En 2003, me encontraba en Madrid demandando al régimen de Chávez por crímenes de terrorismo de Estado y Lesa Humanidad. Nuestra premisa se basaba en la persecución política sistemática que estábamos sufriendo en Venezuela aquellos que no comulgábamos con la ideología que se estaba implementando totalitariamente.
Se acumulaban las estadísticas de muertos y heridos que, directa e indirectamente, eran la consecuencia de un lenguaje de odio; una rabia hecha discurso desde las más altas esferas del poder, acompañado de la patente de corso conferida a los agentes del régimen para cometer sus crímenes con impunidad.
Allí en España recibí al Wall Street Journal, que me hizo una entrevista para conocer más a fondo los delicados asuntos que estaba este periódico por revelar y que demostraban el altísimo grado de peligrosidad que representaba el régimen chavista para la seguridad del planeta (http://bit.ly/1C6Jsup).
La publicación estadounidense venía investigando los nexos del régimen con grupos extremistas islámicos, así como su activa colaboración con las actividades de los carteles de la droga colombianos, camuflados en movimientos guerrilleros. Sugería Mary Anastasia O’grady, editora para las Américas del Wall Street Jornal, que el comisionado de la CIA para asuntos Latinoamericanos, Fulton T. Armstrong, debía ser depuesto de su cargo por rehusarse a hablar en una audiencia parlamentaria sobre “tendencias políticas y económicas en el hemisferio occidental”.
El riguroso diario estadounidense afirmaba que no era momento para tomarse a la ligera “la peligrosa amenaza para la seguridad nacional de los Estados Unidos” que constituía el régimen, que lideraba en aquel entonces Hugo Chávez. Citó las acciones judiciales que estábamos impulsando en España (y que finalmente fueron remitidas por su Audiencia Nacional a la Corte Penal Internacional de la Haya), y mencionó la información que le suministré, que era parte del material probatorio que sustentaba nuestra demanda legal, que corroboraba la preocupación del Wall Street Journal sobre la poca atención que le estaba prestando la CIA a estos temas.
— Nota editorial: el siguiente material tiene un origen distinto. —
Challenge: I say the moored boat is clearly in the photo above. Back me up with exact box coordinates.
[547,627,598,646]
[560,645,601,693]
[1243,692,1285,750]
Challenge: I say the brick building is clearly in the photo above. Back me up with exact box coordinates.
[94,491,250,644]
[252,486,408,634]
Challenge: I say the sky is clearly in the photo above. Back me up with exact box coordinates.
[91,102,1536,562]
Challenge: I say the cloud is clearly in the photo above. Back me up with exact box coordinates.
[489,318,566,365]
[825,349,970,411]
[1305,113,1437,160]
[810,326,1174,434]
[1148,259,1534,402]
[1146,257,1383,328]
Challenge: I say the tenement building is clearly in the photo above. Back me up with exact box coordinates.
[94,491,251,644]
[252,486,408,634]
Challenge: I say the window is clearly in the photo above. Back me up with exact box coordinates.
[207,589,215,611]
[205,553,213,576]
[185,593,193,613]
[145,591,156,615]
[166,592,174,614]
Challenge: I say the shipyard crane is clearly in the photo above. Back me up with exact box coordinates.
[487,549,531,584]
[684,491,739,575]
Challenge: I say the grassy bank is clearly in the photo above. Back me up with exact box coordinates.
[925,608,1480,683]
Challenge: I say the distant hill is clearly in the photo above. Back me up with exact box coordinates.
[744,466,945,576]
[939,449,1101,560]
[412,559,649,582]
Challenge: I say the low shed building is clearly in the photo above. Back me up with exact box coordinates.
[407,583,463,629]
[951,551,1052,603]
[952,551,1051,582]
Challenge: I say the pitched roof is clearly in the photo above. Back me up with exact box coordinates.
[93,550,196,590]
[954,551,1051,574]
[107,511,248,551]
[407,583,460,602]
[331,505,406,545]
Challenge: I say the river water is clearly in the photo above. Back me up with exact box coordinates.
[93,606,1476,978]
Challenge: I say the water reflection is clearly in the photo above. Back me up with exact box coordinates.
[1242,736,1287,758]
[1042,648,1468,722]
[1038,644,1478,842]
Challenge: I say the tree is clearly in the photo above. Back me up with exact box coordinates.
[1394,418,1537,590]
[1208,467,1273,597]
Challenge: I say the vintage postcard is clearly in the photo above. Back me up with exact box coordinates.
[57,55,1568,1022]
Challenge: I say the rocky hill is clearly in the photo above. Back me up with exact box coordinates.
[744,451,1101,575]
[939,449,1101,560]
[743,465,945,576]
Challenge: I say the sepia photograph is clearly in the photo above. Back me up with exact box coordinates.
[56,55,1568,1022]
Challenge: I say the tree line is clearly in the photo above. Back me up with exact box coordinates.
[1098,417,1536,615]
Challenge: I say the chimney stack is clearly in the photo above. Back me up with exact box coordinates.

Durante la entrevista salieron a flote, entre otras amenazas, la nefasta influencia del Foro de Sao Paulo en la desestabilización del continente, el cómo sentaba en su Junta Directiva a connotados guerrilleros y narcotraficantes, entre ellos figuras prominentes que formaban parte del régimen chavista; también el equipamiento bélico de las fuerzas de choque, los denominados “círculos bolivarianos”; el adoctrinamiento ideológico marxista en las escuelas venezolanas, así como la presencia de guerrilla colombiana y grupos terroristas islámicos en nuestro territorio.
La lista de peligros era larga y suficiente para justificar plenamente la activación de una política internacional seria y efectiva que pusiera énfasis en la necesidad de desenmascarar al régimen chavista y ponerle fin al mismo, a través de mecanismos institucionales avalados por los estatutos jurídicos vigentes en el planeta y vinculantes extraterritorialmente.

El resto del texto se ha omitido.